Using Online Archives: Part 2

Our second year students taking the Dissertation Research Skills module were given an assignment to write a 500-word blog post that would serve as a  how-to guide for using a particular online archive or library catalogue. With the students’ permission, we’ll share some of the best posts here. This one is by Nicole, who wrote on how to find nineteenth-century obstetrics sources.

How to find primary sources related to nineteenth-century obstetrics in the Wellcome Collection.  

The Wellcome Collection is a dedicated medical archive based in London. Sitting in 183 

Euston Road, the Wellcome Collection is a free museum and library that can be visited Tuesdays – Saturdays from 10:00am to 5:00pm, although active researchers will be pleased to note that it remains open until 7:00pm on a Thursday (https://wellcomecollection.org). Due to the current situation, it operates a ticketed entry, however, it has a spectacular online archive to access primary sources. The Wellcome Collection is one of the leading collections of medical sources in the world, therefore this is why I have chosen to use this archive for researching obstetrics in the nineteenth century. However, using archives can be a difficult and overwhelming task, therefore, I have created a little guide to help my fellow historians, or keen budding learners, to use the Wellcome search catalogue. The Wellcome Collection also provides simple instructions to help (https://wellcomelibrary.org/usingthelibrary/howto/searchingallcatalogues/). 

Using a catalogue or library to search can be overwhelming but do not stress, I aim to provide a comprehensive manual. In the screenshot below, you will see the Wellcome Collection’s library catalogue (https://catalogue.wellcomelibrary.org.). 

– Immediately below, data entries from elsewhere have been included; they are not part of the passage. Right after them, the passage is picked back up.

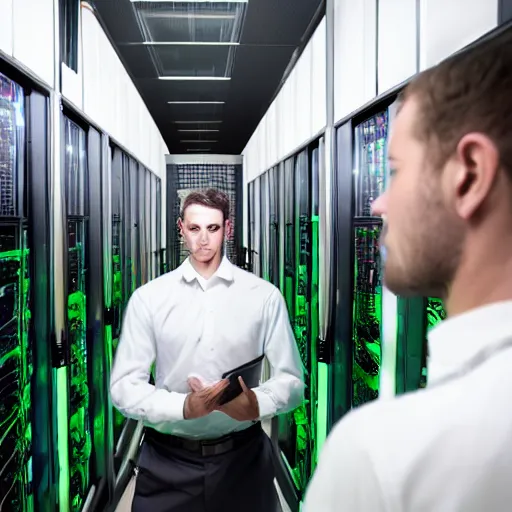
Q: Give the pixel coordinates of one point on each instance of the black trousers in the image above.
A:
(177, 480)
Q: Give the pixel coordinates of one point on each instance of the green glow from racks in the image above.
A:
(322, 410)
(15, 421)
(319, 371)
(117, 305)
(60, 378)
(80, 442)
(367, 321)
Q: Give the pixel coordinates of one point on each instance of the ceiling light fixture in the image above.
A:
(197, 122)
(185, 78)
(191, 1)
(196, 102)
(190, 43)
(198, 131)
(198, 141)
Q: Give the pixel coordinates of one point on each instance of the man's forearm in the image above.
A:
(144, 401)
(279, 395)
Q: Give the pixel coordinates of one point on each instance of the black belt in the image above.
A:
(203, 447)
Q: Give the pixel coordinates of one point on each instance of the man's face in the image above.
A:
(422, 237)
(203, 231)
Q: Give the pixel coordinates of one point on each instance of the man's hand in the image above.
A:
(202, 400)
(244, 407)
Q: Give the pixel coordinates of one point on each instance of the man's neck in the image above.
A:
(206, 269)
(481, 281)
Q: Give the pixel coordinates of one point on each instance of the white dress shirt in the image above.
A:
(447, 448)
(190, 326)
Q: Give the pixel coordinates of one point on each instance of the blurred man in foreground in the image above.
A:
(448, 233)
(195, 323)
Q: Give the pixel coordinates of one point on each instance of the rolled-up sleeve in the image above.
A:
(284, 391)
(130, 390)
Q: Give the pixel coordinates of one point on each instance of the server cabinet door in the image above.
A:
(24, 357)
(273, 229)
(39, 295)
(264, 227)
(252, 225)
(371, 139)
(286, 424)
(79, 420)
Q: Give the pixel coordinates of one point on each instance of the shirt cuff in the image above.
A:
(266, 404)
(168, 406)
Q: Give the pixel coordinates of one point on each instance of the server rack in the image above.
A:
(85, 461)
(252, 225)
(283, 226)
(380, 345)
(25, 372)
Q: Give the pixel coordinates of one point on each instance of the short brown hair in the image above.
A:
(211, 198)
(469, 91)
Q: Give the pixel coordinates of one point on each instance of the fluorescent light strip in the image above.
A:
(197, 122)
(198, 141)
(191, 1)
(196, 102)
(187, 78)
(187, 15)
(189, 43)
(198, 131)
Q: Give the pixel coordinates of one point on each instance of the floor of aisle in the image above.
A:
(284, 505)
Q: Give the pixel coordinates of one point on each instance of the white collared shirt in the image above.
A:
(187, 326)
(447, 448)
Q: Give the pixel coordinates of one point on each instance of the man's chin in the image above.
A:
(204, 257)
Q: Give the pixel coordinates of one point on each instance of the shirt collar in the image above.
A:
(456, 340)
(225, 271)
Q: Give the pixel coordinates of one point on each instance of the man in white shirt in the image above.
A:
(448, 233)
(196, 323)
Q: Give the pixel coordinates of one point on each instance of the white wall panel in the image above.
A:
(448, 26)
(297, 113)
(318, 79)
(112, 101)
(6, 22)
(397, 40)
(33, 37)
(354, 55)
(72, 82)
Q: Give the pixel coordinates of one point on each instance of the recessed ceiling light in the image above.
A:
(193, 1)
(189, 43)
(198, 141)
(197, 122)
(198, 131)
(185, 78)
(195, 102)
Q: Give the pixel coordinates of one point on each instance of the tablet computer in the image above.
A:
(251, 375)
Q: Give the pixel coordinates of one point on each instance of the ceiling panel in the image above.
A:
(222, 61)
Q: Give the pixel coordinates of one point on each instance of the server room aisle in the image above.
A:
(283, 506)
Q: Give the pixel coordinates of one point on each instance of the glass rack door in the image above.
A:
(273, 229)
(371, 165)
(80, 428)
(16, 345)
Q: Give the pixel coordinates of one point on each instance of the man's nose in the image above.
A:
(379, 206)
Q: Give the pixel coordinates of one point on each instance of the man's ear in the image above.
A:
(478, 163)
(228, 230)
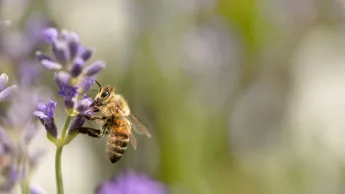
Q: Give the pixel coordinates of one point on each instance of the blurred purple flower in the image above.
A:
(6, 93)
(132, 183)
(94, 68)
(45, 113)
(68, 53)
(19, 45)
(35, 189)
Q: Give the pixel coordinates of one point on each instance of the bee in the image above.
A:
(117, 122)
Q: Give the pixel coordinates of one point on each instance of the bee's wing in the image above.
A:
(138, 126)
(132, 139)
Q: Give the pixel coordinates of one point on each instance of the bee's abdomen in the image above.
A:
(116, 145)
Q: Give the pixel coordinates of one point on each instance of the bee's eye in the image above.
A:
(105, 94)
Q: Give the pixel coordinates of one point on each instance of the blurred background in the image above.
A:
(242, 97)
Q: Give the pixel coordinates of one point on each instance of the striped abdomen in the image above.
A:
(117, 142)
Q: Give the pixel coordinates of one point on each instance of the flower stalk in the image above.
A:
(59, 148)
(73, 79)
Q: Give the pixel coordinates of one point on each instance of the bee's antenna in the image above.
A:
(98, 85)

Screenshot of the Wellcome Collection’s Library Catalogue, 2020.   

As I am focusing on nineteenth-century obstetrics, you will see that I put obstetrics into the‘keyword’ search bar. The library catalogue has a button that allows you to select a time period, which is an extremely useful tool. I put in ‘19th century obstetrics’, and it came back with 9 pages of results, which is not unmanageable but can be narrowed or expanded further.  

Screenshot of The Wellcome Collection’s Archive and Manuscript Catalogue, 2020.   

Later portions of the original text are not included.